On March 20, President Donald Trump’s Press Secretary Sean Spicer used just about every possible adjective to describe the rape allegations against two illegal immigrant students at Maryland’s Rockville High: Horrendous, reprehensible, horrible, disgusting.
However, now prosecutors have dropped the sexual assault charges against the two teenagers, who are 17 and 18, because they say the evidence doesn’t back the charges up (although the suspects still face pornography charges). At the time that Spicer spoke on the case, the degree of problems in it were not publicly known. He weighed in after a reporter asked him a question about the case. You can watch the video from the March press briefing above.
“This is a tragic event,” Spicer said. “It’s horrendous and horrible and disgusting what this young woman in Rockville went through. I can’t possibly imagine.”
He continued speaking about the case for some time.
“Let’s remember the human side of this, that this is a tragic event that no child, no person, no parent should ever have to deal with,” Spicer said. “School should be a place where a parent puts their child on a bus or drops them off or sees them off and knows that they’re safe. The idea that this occurred is shocking, disturbing, horrific and whatever other words that someone can think of because school should be a safe place where children are there to learn and to stay safe… to know that this happened and the circumstances.”
Spicer also said the case was “reprehensible” and “it is not who we are as a country. I think it is troubling.” He said Trump recognizes education is a state and local issue but he said it was “cause for concern what happened there” and the city should look at its policies.
The suspects were originally charged with “first-degree rape and two counts of first-degree sexual offense in the violent assault of the female student,” reported WTOP, which said the older suspect was charged as an adult.
However, now prosecutors in Maryland are dropping the sexual assault charges against the two men – Jose Montano and Henry Sanchez – after the evidence in the case did not back up the girl’s allegations, according to NBC Washington.
On May 5, prosecutors dropped the sexual assault charges against the two men. “Prosecutors said evidence does not support sexual assault charges,” reported NBC Washington.
NBC5 reported that “Montano’s attorney told FOX 5 last month that sex between his client and the 14-year-old girl was consensual. In court, he told a judge the alleged victim exchanged sexually explicit text messages with Montano before the incident agreeing to have sex with him.” The attorney had disputed allegations that the men were MS13 gang members.
The allegations involve a supposed brazen daylight rape of the teenager during school hours in a Rockville High School bathroom stall.
Henry E. Sanchez Milian, 18, and Jose O. Montano, 17, were both 9th graders at the Maryland school despite their ages. (The photo above is of Sanchez Milian.) That’s also provoked parental anger.

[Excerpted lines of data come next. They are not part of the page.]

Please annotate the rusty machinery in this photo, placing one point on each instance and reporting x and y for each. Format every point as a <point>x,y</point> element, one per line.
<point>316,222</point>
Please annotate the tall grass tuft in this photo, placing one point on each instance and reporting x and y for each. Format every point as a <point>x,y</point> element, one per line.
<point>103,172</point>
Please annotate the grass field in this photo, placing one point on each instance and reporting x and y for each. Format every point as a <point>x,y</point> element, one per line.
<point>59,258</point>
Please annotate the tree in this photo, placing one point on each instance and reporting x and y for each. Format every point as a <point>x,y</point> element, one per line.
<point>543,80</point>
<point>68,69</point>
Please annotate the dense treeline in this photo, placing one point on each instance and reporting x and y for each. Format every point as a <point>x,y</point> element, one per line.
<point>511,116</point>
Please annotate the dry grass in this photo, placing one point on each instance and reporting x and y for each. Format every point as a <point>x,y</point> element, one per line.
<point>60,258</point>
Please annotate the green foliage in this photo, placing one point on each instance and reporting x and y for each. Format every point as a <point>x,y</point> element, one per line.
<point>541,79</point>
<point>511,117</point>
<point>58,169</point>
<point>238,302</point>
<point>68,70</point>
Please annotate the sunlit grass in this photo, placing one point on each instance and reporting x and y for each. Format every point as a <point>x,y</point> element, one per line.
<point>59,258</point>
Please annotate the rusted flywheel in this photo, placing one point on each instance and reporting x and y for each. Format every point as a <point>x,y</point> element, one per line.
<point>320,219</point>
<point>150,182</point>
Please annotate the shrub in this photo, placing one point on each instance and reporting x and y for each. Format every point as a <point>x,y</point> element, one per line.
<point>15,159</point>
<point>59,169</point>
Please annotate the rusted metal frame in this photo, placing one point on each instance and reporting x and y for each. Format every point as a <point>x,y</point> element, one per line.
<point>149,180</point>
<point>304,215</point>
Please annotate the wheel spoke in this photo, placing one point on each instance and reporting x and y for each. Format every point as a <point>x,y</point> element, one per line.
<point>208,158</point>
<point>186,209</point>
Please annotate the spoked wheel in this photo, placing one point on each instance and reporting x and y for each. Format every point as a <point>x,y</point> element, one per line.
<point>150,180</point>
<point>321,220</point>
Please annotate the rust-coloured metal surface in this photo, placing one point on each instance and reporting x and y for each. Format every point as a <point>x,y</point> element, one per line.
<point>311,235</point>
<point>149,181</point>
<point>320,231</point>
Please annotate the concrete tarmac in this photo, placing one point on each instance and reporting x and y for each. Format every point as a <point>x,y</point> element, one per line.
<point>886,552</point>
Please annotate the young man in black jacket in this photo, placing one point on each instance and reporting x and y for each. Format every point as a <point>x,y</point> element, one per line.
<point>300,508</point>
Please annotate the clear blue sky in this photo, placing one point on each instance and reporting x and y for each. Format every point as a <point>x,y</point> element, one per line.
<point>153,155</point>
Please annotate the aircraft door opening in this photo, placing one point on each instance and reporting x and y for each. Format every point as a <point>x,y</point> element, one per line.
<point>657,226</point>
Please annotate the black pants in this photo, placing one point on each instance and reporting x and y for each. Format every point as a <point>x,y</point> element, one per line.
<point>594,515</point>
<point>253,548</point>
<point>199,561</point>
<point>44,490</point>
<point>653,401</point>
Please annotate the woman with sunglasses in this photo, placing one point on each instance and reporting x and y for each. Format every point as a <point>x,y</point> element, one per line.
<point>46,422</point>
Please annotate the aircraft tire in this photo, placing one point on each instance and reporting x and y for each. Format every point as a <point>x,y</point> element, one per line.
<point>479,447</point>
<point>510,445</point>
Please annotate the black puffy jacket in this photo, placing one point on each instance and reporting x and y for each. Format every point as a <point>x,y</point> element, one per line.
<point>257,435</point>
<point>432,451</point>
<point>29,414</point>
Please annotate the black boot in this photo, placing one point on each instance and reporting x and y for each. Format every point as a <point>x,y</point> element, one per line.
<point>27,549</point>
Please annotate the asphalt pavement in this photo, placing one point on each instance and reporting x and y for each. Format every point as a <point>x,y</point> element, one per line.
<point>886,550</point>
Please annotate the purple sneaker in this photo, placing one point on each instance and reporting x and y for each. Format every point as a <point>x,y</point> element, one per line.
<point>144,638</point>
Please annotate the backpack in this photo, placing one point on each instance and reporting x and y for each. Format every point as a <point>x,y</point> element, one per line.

According to Fox 5, “Attorneys for Jose Montano asked a judge at a Friday morning hearing that the first-degree rape and first-degree sexual offenses charges against their client be dropped, and the judge granted that request. Montano is being released immediately. Maryland state prosecutors say after reviewing video and speaking to witnesses, the facts do not support the rape charge.”
However, reported NBC, “Montano faces pornography and distribution of pornography charges. Sanchez also faces distribution of pornography charges.”
The men had both been in the U.S. for less than a year, and ICE has a detain hold on Sanchez for, according to the Washington Post, a “pending alien removal case.”
According to The Washington Post, Sanchez is “a native of Guatemala who arrived in the United States about seven months ago” and has a “pending ‘alien removal’ case against him.”
The Washington Post reports that Border Patrol in the United States picked up Sanchez seven months ago, determined he “illegally entered the country, and issued a notice to appear in immigration court.”
“U.S. Immigration and Customs Enforcement has now lodged an immigration detainer on Sanchez,” Fox 5 DC reported.
According to Fox News, “a Border Patrol agent stopped Sanchez-Milian in August 2016 in Rio Valley Grande, Texas, and determined he’d entered the country illegally from Mexico. Sanchez-Milian was ordered to appear before an immigration judge, but the hearing had not yet been scheduled.”
Montano arrived in the United States eight months ago, the Post reported. Because he’s a minor, ICE won’t reveal details of his immigration status, but Sanchez is a citizen of Guatemala, according to WTOP.